R v Beaulac [1999] 1 S.C.R. 768 is a decision by the Supreme Court of Canada on language rights. Notably, the majority adopted a liberal and purposive interpretation of language rights in the Canadian Charter of Rights and Freedoms, overturning conservative case law such as Société des Acadiens v. Association of Parents (1986). As the majority wrote, "To the extent that Société des Acadiens du Nouveau-Brunswick... stands for a restrictive interpretation of language rights, it is to be rejected."

==Background==
Jean Victor Beaulac was accused of murder and was brought before the British Columbia Supreme Court and convicted. Beaulac claimed rights under section 530 of the Criminal Code, which allows for the accused to be heard in court in his or her language, if it is one of the official languages of Canada, English or French. The Supreme Court noted in its 1999 decision that this was the first time it had ever considered this Criminal Code right. At a lower level, Beaulac had been denied this right to be heard in French, since one judge found Beaulac's skills in English were adequate though not perfect.

==Decision==
The majority of the Court first considered the Constitution of Canada, noting that the Constitution Act, 1867, which set out the rules for Canadian federalism, did not give any level of government exclusive jurisdiction to create language rights, and both levels probably could. There were language rights in the Constitution as well, and these could provide context for language rights cases. These include section 133 of the Constitution Act, 1867, and it was noted that in Jones v. Attorney General of New Brunswick (1975) the Supreme Court found that these can be expanded upon. The majority noted that in 1986 the Supreme Court found that language rights should be handled conservatively, in MacDonald v. City of Montreal, Société des Acadiens and Bilodeau v. Attorney General of Manitoba. However, the majority claimed conservative interpretation of language rights has since given way to a more liberal approach, in Ford v. Quebec (Attorney General) (1988), which concerned language and freedom of expression under section 2 of the Canadian Charter. The Court took this as important, since this "re-affirm[s] the importance of language rights as supporting official language communities and their culture." Other noted victories for language rights included Mahe v. Alberta (1990) on minority language education rights in section 23 of the Canadian Charter and Reference re Manitoba Language Rights (1992) on the Manitoba Act. While in Société des Acadiens the Court had played down language rights because they were deemed to be the result of political deals, in this case the Court decided that it does not follow that that means the courts cannot interpret the rights in the same way it interprets other rights. Hence, the Court saw language rights as individual rights promoting dignity, and the Criminal Code right represented a growth in language rights encouraged by section 16 of the Canadian Charter.

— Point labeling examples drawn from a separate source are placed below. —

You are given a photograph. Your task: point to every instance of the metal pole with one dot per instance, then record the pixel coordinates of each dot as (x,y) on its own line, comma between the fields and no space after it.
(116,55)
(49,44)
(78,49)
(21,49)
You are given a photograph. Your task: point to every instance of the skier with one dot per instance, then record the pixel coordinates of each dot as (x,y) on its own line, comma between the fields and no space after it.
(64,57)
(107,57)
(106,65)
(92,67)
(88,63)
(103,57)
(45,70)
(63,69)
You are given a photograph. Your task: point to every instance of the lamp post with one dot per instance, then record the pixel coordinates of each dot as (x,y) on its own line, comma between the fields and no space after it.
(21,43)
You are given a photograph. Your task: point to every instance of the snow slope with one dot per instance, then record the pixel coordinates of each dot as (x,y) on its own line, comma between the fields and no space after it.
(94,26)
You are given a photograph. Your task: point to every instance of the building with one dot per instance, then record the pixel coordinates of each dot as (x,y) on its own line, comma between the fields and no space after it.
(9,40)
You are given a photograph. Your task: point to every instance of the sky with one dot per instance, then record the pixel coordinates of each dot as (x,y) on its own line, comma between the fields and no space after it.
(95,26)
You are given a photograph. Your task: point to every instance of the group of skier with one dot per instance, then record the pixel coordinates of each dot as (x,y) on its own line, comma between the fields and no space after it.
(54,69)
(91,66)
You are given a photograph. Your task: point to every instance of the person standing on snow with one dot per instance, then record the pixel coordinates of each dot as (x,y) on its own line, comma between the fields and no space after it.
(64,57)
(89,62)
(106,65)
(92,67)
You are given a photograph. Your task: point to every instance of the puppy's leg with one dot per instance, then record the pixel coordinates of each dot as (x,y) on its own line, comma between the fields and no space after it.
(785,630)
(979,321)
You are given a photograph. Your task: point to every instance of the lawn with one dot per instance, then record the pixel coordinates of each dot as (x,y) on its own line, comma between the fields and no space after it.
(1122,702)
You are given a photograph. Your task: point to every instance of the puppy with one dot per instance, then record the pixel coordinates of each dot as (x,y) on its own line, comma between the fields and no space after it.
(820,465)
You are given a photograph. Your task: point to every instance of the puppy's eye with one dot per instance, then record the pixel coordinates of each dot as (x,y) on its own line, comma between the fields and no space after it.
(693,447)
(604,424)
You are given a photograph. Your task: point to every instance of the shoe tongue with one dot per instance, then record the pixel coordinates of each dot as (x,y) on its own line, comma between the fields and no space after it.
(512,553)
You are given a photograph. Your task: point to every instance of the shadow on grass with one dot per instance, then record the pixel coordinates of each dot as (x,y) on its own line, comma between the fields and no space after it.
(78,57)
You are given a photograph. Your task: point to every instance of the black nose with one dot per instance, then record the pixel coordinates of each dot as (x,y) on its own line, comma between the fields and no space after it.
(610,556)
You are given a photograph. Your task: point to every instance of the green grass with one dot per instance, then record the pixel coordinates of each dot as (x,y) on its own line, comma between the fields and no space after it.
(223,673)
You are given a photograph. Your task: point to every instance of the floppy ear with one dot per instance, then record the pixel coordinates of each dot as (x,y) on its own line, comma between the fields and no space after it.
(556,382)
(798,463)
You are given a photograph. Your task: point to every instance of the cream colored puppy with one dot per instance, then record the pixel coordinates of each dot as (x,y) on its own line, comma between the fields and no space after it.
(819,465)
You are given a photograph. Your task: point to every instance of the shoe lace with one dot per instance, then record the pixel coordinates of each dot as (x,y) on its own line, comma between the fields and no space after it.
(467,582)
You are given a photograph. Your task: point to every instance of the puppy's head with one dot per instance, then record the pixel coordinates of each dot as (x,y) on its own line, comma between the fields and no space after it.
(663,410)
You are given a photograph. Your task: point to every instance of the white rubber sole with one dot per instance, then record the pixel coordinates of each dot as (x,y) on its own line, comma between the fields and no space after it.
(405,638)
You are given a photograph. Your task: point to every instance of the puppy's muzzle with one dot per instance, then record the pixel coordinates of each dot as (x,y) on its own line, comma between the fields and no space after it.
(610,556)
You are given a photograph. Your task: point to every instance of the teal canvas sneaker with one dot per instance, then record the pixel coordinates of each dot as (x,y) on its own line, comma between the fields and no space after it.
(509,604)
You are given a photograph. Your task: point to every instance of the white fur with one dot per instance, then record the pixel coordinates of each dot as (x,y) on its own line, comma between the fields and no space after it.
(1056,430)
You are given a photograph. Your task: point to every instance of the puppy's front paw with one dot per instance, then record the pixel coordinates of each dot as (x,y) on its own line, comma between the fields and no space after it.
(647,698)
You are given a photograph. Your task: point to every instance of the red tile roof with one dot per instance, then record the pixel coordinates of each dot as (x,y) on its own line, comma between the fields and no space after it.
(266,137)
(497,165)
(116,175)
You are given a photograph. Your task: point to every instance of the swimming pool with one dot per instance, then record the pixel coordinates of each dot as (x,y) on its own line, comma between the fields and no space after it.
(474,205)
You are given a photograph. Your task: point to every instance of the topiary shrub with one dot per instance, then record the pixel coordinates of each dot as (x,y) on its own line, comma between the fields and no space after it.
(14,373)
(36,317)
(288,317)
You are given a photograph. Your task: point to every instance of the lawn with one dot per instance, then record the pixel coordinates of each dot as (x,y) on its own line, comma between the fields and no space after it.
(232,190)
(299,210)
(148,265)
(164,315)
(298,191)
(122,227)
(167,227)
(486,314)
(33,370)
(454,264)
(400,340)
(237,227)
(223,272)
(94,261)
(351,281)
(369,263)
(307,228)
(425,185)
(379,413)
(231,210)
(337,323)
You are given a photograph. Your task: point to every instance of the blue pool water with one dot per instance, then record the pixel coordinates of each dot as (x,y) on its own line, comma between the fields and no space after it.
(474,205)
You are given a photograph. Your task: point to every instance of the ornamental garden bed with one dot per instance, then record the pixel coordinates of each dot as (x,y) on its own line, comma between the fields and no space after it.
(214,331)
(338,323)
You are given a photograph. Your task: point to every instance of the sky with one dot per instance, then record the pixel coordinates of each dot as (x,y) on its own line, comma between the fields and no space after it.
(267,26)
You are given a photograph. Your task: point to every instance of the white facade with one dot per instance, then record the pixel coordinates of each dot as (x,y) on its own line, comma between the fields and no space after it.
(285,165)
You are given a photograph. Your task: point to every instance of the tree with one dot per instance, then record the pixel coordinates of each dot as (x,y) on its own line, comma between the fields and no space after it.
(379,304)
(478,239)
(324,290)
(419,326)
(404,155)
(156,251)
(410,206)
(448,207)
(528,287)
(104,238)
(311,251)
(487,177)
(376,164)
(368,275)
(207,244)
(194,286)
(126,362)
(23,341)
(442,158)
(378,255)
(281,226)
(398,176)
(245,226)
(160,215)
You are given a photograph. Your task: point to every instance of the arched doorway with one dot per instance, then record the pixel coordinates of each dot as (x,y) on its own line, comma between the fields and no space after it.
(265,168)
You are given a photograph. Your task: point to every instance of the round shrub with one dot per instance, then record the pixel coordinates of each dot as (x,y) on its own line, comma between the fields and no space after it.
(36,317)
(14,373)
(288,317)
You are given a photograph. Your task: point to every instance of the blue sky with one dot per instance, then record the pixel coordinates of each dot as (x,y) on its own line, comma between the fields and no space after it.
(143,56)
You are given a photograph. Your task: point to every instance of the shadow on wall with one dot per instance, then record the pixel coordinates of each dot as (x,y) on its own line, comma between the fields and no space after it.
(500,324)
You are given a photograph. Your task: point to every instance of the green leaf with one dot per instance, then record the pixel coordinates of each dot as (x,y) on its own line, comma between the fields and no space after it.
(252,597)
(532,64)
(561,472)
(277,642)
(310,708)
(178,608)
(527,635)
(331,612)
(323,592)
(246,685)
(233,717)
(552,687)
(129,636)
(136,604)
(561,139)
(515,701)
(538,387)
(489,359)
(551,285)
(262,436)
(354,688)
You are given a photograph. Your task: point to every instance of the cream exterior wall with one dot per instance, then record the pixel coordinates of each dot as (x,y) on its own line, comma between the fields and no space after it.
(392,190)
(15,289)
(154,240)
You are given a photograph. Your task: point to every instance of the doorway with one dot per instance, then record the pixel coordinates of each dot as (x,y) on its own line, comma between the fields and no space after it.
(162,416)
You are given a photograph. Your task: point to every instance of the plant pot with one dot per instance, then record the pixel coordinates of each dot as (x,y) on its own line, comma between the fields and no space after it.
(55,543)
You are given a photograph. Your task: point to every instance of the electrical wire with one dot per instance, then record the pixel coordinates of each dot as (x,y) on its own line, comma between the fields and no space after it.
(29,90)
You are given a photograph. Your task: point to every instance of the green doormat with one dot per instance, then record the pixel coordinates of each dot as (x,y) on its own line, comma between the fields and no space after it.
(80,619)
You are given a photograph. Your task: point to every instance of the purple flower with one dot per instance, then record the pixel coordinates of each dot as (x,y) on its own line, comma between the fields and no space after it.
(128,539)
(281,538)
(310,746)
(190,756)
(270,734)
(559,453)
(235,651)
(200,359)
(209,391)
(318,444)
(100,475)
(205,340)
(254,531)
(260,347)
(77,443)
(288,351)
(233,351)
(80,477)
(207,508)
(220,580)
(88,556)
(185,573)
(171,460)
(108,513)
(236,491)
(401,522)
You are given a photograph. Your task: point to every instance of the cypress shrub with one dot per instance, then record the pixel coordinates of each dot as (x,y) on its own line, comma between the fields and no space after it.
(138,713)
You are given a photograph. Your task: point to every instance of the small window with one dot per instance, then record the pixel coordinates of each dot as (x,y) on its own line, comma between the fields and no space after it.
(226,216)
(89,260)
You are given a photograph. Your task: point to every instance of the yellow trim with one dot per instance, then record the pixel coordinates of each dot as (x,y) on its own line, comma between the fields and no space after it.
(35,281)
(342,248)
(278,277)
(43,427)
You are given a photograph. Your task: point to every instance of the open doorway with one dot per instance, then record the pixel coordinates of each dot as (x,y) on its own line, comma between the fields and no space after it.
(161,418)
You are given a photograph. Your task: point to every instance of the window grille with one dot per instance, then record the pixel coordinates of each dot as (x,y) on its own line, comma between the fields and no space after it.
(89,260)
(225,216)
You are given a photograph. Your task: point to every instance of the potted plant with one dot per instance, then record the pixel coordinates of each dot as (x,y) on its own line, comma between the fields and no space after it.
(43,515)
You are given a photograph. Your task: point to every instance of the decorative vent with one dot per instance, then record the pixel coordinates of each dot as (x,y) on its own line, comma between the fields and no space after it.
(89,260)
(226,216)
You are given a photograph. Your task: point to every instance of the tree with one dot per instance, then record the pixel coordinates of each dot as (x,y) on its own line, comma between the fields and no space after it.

Turning to section 530 of the Criminal Code, the Court called it an "absolute right." Since past interpretation indicated such rights are not just due process, it should be respected beyond what the letter of the law actually demands. The Court also found that the accused's language was a personal matter and related to one's identity, and therefore courts should respect the accused's "subjective" feelings towards a language. In this case, the Court ordered a new trial.

==Concurrence==
Chief Justice Antonio Lamer and Ian Binnie wrote a brief concurrence on section 530 of the Criminal Code. However, they protested the reconsideration of Société des Acadiens and section 16 of the Charter since the Beaulac case did not involve constitutional law. "It is a well-established rule of prudence that courts ought not to pronounce on constitutional issues unless they are squarely raised for decision," they wrote.